Fig. 1. The scLearn workflow.

Fig. 1

scLearn comprises three steps: data preprocessing, model learning, and cell assignment. (i) In the first step, the main processes comprise routine normalization, cell quality control, rare cell type filtering, and feature selection; nGene, number of genes; nUMI, number of unique molecular identifiers; P-mitGene, percentage of mitochondrial genes; and G, cell group. (ii) In the second step, for single-label single-cell assignment, discriminative component analysis (DCA) is applied to learn the transformation matrix. For multilabel single-cell assignment, MDDM (multilabel dimension reduction via dependence maximization) is applied to learn the transformation matrix. Then, with the learned transformation matrix, the transformed reference cell samples are obtained for the following assignment.
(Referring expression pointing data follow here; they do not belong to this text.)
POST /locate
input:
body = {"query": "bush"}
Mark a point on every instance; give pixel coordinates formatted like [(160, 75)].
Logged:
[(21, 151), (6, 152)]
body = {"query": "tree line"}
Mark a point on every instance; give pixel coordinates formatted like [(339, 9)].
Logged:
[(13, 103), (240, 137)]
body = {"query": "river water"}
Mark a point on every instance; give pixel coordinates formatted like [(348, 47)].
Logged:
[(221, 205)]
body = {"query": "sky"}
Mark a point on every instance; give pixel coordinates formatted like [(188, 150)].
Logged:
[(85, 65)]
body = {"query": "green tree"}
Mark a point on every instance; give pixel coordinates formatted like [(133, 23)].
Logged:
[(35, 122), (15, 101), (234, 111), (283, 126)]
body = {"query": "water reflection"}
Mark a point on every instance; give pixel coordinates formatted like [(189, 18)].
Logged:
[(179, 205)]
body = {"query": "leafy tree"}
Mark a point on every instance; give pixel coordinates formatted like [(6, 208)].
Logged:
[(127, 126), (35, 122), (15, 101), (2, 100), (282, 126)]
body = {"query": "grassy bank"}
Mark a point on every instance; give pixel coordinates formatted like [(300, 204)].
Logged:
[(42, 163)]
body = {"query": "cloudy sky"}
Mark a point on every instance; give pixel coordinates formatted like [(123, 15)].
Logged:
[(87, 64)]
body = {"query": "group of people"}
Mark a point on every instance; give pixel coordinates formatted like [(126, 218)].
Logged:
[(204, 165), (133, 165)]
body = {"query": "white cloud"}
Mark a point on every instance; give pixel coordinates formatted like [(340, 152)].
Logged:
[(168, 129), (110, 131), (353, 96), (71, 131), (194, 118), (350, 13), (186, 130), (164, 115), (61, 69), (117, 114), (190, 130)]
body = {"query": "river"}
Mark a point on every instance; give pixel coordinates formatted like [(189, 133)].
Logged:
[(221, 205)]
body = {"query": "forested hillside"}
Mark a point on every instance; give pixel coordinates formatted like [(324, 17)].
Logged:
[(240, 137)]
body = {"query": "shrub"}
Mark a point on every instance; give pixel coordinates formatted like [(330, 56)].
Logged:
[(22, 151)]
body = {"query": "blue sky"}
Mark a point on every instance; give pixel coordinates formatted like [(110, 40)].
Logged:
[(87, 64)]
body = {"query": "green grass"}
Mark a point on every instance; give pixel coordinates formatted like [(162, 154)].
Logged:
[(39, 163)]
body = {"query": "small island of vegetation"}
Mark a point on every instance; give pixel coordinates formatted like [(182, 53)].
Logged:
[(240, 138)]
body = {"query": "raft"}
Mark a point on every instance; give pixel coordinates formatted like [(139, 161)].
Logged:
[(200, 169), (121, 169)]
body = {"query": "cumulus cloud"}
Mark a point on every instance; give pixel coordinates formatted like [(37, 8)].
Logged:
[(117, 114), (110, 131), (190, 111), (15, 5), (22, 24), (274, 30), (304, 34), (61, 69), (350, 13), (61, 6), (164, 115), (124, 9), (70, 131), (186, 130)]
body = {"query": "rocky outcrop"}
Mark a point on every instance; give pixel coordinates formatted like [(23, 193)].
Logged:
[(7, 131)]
The thresholds for labeling a cell as unassigned for each cell type are also automatically learned. LTM, learned transformation matrix, which can be calculated as the optimal transformation matrix for single-label single-cell assignment or by Eq. 6 for multilabel single-cell assignment, respectively (see Materials and Methods); TRCM, transformed reference cell matrix, which can be calculated using Eq. 1 (see Materials and Methods). (iii) In the third step, the transformed query cell samples are obtained on the basis of LTM with an available optional cell quality control procedure. The transformed query samples are compared against the TRCM to derive the measurement fulfilling the cell-type assignment with the rejection task. TQCM, transformed query cell matrix, which can be calculated using Eq. 2 (see Materials and Methods).